The continuous wave of refugees to and from Greece caused by the Balkan Wars and the Asia Minor catastrophe has had a big impact on culture and society in both Greece and Turkey, and its imprint is still visible in the urban space of Chania, Crete. The exchange of Orthodox Christian and Muslim populations between Greece and Turkey in the aftermath of the Treaty of Lausanne in 1923, and the subsequent exchange of property is at the heart of the city’s development. Properties in both lands were considered exchangeable, and their management was regulated by a variety of legislative interventions for the resettlement of refugees. This was the starting point of the rapid urbanization and the uncontrolled urban expansion, which since then shaped the Greek urban and social structure. Socio-geographical inequalities in the urban space were evident focusing on the discrimination between local population and the refugees - allover Greece, resulting in phenomena of as racist attacks and arsons of refugee settlements, especially in northern Greece .

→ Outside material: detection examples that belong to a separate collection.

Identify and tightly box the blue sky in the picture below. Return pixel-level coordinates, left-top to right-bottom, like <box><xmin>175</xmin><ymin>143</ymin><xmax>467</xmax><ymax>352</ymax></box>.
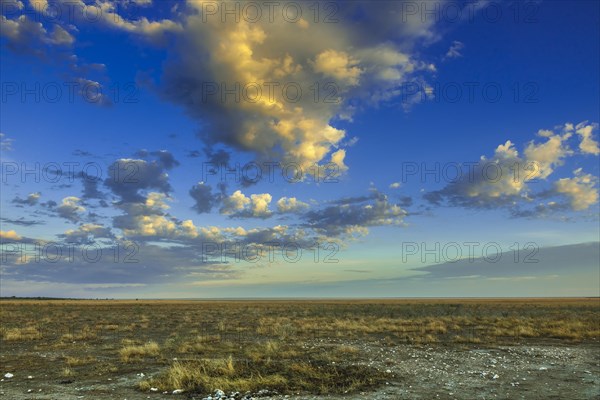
<box><xmin>0</xmin><ymin>0</ymin><xmax>600</xmax><ymax>297</ymax></box>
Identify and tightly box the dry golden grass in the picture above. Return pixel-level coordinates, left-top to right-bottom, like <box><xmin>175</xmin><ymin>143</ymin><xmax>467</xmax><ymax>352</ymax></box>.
<box><xmin>2</xmin><ymin>326</ymin><xmax>42</xmax><ymax>341</ymax></box>
<box><xmin>0</xmin><ymin>299</ymin><xmax>600</xmax><ymax>394</ymax></box>
<box><xmin>119</xmin><ymin>341</ymin><xmax>160</xmax><ymax>362</ymax></box>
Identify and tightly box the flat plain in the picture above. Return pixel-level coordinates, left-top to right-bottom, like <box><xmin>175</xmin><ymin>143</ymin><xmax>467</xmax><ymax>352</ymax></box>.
<box><xmin>0</xmin><ymin>298</ymin><xmax>600</xmax><ymax>399</ymax></box>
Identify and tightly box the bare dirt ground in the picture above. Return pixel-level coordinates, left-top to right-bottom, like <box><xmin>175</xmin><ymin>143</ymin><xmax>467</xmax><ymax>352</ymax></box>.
<box><xmin>0</xmin><ymin>300</ymin><xmax>600</xmax><ymax>400</ymax></box>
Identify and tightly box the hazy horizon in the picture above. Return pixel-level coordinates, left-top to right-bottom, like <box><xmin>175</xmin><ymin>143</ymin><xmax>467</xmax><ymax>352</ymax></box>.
<box><xmin>0</xmin><ymin>0</ymin><xmax>600</xmax><ymax>299</ymax></box>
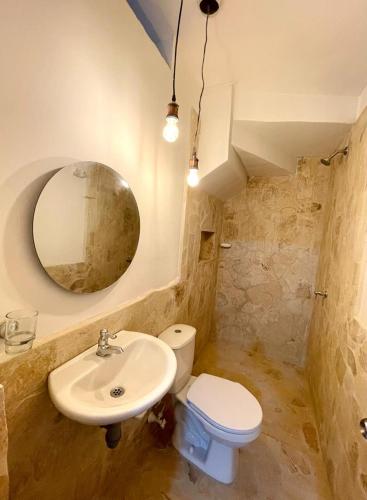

Chania is one of the 28 prefectures of Greece, where exchangeable properties are found, as there was a significant Muslim community on the island until 1924. The arrival of Greek orthodox Christian refugees and their relocation to Chania led to the expansion of the city to the south and west, where Muslim properties were located. The violent population exchange between Greece and Turkey, the intense urbanization, and in particular the refugee rehabilitation, became immediately apparent in Chania.

The end of the 19th and the beginning of the 20th century is a period of rapid transformations in society and space worldwide affecting Greece and the city of Chania consequently. The settlement of refugees that arrived in Greece emerged as one of the most crucial political and social issues in Greece, resulting even in significant spatial transformations which constitute the subject of the paper focusing on the urban and suburban area of Chania. The aim is to investigate the spatial reflection of the treaty of Lausanne in the wider region of Chania and the contribution of exchangeable properties to its urban and social evolution.